Warren Ellis is one of my favourite writers, both in comics
and on the web. He always has something interesting, unique, bizarre and
enlightening to say. His website is always worth a gander, though it has become
a little less frequently updated this past year or two, although one or two
updates a day compared to his old four or five is still pretty good.
Over the past half year or so I have been playing catch up
on some of Ellis’ work that was not published by one of the Big Two comic
companies (Marvel and DC), and just sat down with the first eight issues of Doktor Sleepless, (collected in Doktor Sleepless: Engines of Desire), published
by Avatar Press. I really enjoyed the trip through the ideas that Ellis laid
down on paper, even if it’s not a full story. The series stopped at issue 13,
with three last issues promised but on an extended hiatus, (and none of the
issues beyond the first eight have been collected and reprinted). So fair
warning; if you pick this book up, don’t expect a complete story, but more a
collection of ideas wrapped up within the first half of something that promises
-with no guarantee- to be something greater down the line.
For me, this didn’t matter though.

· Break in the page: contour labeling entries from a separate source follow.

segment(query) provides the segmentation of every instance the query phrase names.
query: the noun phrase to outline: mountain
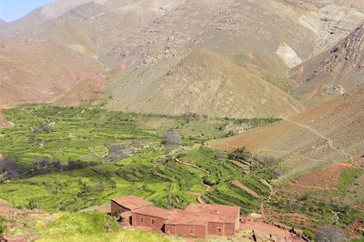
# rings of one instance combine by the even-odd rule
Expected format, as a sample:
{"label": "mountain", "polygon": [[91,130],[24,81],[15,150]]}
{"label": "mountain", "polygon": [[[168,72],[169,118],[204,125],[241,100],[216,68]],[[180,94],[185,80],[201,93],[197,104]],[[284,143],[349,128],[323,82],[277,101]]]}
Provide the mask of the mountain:
{"label": "mountain", "polygon": [[295,93],[308,105],[329,100],[364,82],[364,25],[331,49],[291,70]]}
{"label": "mountain", "polygon": [[[313,0],[59,0],[1,26],[0,102],[9,107],[110,100],[109,108],[138,112],[290,116],[300,105],[288,96],[298,85],[287,71],[362,23],[360,5],[354,6]],[[233,73],[219,69],[217,60]],[[201,66],[188,66],[200,63],[206,66],[198,72],[208,80],[197,78]],[[209,65],[226,76],[212,75]],[[221,93],[172,88],[178,83],[196,91],[226,79],[231,85]],[[257,87],[254,96],[241,86],[247,80]],[[162,107],[153,100],[166,88],[168,105]],[[267,88],[272,96],[266,98]],[[240,102],[247,104],[229,106]]]}
{"label": "mountain", "polygon": [[211,116],[291,116],[299,110],[287,93],[207,50],[188,54],[172,67],[143,70],[112,86],[111,108],[158,114],[187,112]]}
{"label": "mountain", "polygon": [[278,123],[212,141],[214,148],[247,146],[281,160],[286,176],[363,155],[364,85]]}

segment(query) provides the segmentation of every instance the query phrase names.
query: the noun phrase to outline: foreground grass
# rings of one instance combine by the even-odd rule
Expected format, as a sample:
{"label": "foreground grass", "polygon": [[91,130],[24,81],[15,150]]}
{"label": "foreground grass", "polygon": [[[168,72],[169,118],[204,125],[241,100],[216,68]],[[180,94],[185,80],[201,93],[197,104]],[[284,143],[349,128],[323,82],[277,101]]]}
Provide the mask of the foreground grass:
{"label": "foreground grass", "polygon": [[63,236],[62,237],[55,237],[53,236],[45,237],[36,241],[39,242],[172,242],[172,241],[183,241],[181,239],[167,237],[162,234],[157,234],[140,230],[125,230],[116,233],[108,234],[96,234],[96,235],[73,235],[73,236]]}

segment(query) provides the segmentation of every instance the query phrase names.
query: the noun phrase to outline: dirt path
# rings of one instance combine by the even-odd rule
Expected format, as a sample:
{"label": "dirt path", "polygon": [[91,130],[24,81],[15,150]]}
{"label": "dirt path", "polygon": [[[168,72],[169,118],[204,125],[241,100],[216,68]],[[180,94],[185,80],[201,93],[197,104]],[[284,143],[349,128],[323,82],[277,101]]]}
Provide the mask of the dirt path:
{"label": "dirt path", "polygon": [[295,237],[285,229],[262,222],[248,221],[244,224],[242,228],[249,231],[254,230],[259,234],[261,233],[268,238],[271,235],[274,241],[304,241],[302,238]]}
{"label": "dirt path", "polygon": [[[208,192],[209,190],[211,190],[213,188],[211,186],[208,186],[208,185],[207,185],[205,183],[202,183],[202,185],[204,185],[206,187],[206,189],[205,189],[204,193],[207,193],[207,192]],[[197,201],[200,204],[206,204],[204,199],[202,199],[202,195],[203,195],[203,193],[198,193]]]}
{"label": "dirt path", "polygon": [[[274,194],[276,194],[277,189],[276,189],[276,190],[273,189],[273,187],[272,187],[268,181],[266,181],[266,180],[263,179],[263,178],[259,178],[259,181],[260,181],[264,186],[269,187],[270,193],[269,193],[269,196],[268,197],[268,199],[267,199],[267,203],[269,203],[270,200],[272,199],[272,196],[273,196]],[[266,215],[265,215],[265,211],[264,211],[264,201],[263,201],[263,202],[261,203],[261,205],[260,205],[260,211],[261,211],[260,213],[261,213],[262,217],[264,217],[266,216]]]}
{"label": "dirt path", "polygon": [[316,136],[319,136],[320,138],[326,140],[327,143],[328,143],[328,145],[329,145],[329,146],[331,149],[333,149],[333,150],[335,150],[335,151],[337,151],[337,152],[339,152],[339,153],[345,155],[347,157],[349,157],[349,158],[350,159],[351,162],[354,162],[354,159],[353,159],[353,157],[352,157],[350,155],[349,155],[348,153],[346,153],[346,152],[343,151],[343,150],[340,150],[340,149],[335,147],[335,146],[334,146],[334,141],[333,141],[332,139],[328,138],[328,137],[324,136],[323,135],[319,134],[318,131],[317,131],[316,129],[314,129],[314,128],[312,128],[312,127],[310,127],[310,126],[306,126],[306,125],[300,124],[300,123],[298,123],[298,122],[290,120],[290,119],[288,119],[288,118],[287,118],[287,117],[285,117],[285,118],[283,118],[283,119],[284,119],[286,122],[288,122],[288,123],[290,123],[290,124],[298,126],[300,126],[300,127],[306,128],[306,129],[308,129],[308,130],[309,130],[309,131],[315,133]]}
{"label": "dirt path", "polygon": [[91,151],[95,156],[96,156],[97,157],[100,157],[100,158],[105,158],[108,155],[108,152],[104,155],[99,155],[91,146],[88,147],[88,150]]}
{"label": "dirt path", "polygon": [[261,197],[258,193],[256,193],[255,191],[253,191],[252,189],[250,189],[249,187],[248,187],[247,186],[245,186],[244,184],[242,184],[241,182],[239,182],[238,180],[233,181],[233,185],[235,187],[239,187],[240,189],[243,189],[244,191],[250,194],[251,196],[253,196],[256,198]]}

I want to find out what
happens, but at the same time, it was the ideas that Ellis presented that I
enjoyed the most, and I got that, so felt appeased at the end of the volume. If
the book is ever finished, I will be happy, but I won’t feel slighted if I never
get more, either.
What plot we do get is as such: a man who witnessed his parents die a
horrible death as a child comes back to his home town after being gone for a
long time, and decides to take on the persona of Doktor Sleepless so that he
can speak to the masses about his belief that we have all been cheated out of
the future we were promised. Knowing that a symbolic figure is more readily
accepted than a mere man when it comes to speaking against the grain of
accepted worldviews, as Doktor Sleepless, he reminds people that the future
isn’t all flying cars, and that the future is here, it’s just not the one we
asked for. The ideas that the Doktor present come in fast spurts that are both
a joy and a horror to read. Anyone who has read futurist writings or noses
about the futureshock scene has heard a lot of this before, but having it laid
out in an easily accessible comic with Warren Ellis’ spin on it means that the
reader will be entertained, amused, and provoked into thinking about these
ideas readily. Since reading the book, it has captivated a lot of my quiet
mussing time, which is what I want from a book with Warren Ellis’ name on it.
These ideas are so much of the book, that for me, the plot
is just there to fill in the gaps between ideas. This is why I am okay with
having this one book and not desperately needing closure on the story. The
characters and events are interesting
and I do like the story, but the ideas were greater than the narrative. While I
guess this could be a failure in the writing, it’s irrelevant to me because I
got what I wanted and more out of it, (which is exactly what one should account
for when deciding the merit of something).
In closing, I’m going to just post a few excerpts from the
book. Maybe they will appeal to a few of you enough to go hunt down the book.
“You live in the future and you don’t even know it. … The
future sneaks up on us. It leaks in through the small, ordinary things. … You
want your jetpack, but you don’t even think about your IM lenses and your
phones. Were you born with them? No. You’re science fictional creatures.”
“In 1999, Godspeed You! Black Emperor start releasing CDs in
untreated cardboard. Intended or not, it denotes authenticity. Keeping it real.
… Godspeed You! Black Emperor didn’t play the media game…[b]ut of course they
had a brand. You can’t help but notice that Naomi Klein’s book “No Logo” had a
fucking logo on the front. Godspeed’s brand was
authenticity.”
“Ronald Regan had the right idea—convince the other side
that he genuinely didn’t care if Armageddon came. …[The Soviets] saw him
telling his young people that they may be the generation that faced the
extinction of life on Earth and smiling his funny little smile—and, well, shit,
how do you cope with that?”
“In the last month, three hundred billion liters of water
were drunk—but four hundred thousand people died from waterborne disease. In
fact, right now, here in the future, almost one and a half billion people still
don’t have access to clean water. … I want you to think about this before you
sleep: What can you do to bring about the real future? Because you know that
this isn’t a future worth getting out of bed for.”